Bug 10257 - Meta charset sniffing need to resolve aliases before checking UTF-16ness
Summary: Meta charset sniffing need to resolve aliases before checking UTF-16ness
Status: VERIFIED INVALID
Alias: None
Product: HTML WG
Classification: Unclassified
Component: pre-LC1 HTML5 spec (editor: Ian Hickson) (show other bugs)
Version: unspecified
Hardware: PC All
: P2 normal
Target Milestone: ---
Assignee: Ian 'Hixie' Hickson
QA Contact: HTML WG Bugzilla archive list
URL: https://bugzilla.mozilla.org/show_bug...
Whiteboard:
Keywords:
Depends on:
Blocks:
 
Reported: 2010-07-29 07:18 UTC by Henri Sivonen
Modified: 2010-12-01 15:30 UTC (History)
4 users (show)

See Also:


Attachments

Description Henri Sivonen 2010-07-29 07:18:52 UTC
Step 12 says "If charset is a UTF-16 encoding, change the value of charset to UTF-8."
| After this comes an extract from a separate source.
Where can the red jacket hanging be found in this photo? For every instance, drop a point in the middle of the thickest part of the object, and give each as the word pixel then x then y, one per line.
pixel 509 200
It should resolve charset to the canonical name first, and if that's UTF-16, UTF-16BE or UTF-16LE (what about 32?), change charset to UTF-8?
Comment 1 Henri Sivonen 2010-07-29 07:31:29 UTC
Actually, Safari allows iso-10646 to sniff to the default instead of UTF-8. So maybe this bug report is wrong.
Comment 2 Henri Sivonen 2010-07-29 11:36:19 UTC
Thanks to Philip, I've examined four Web pages that declare iso-10646 in meta. (Thankfully, they are rare.) 3 were ASCII. One was Windows-1252. So from this data, it seems we should *not* do alias resolution before the UTF-16 to UTF-8 aliasing step.
Comment 3 Henri Sivonen 2010-07-29 12:05:16 UTC
(In reply to comment #1)
> Actually, Safari allows iso-10646 to sniff to the default instead of UTF-8. So
> maybe this bug report is wrong.

Chances are I'm misreading Safari's encoding menu.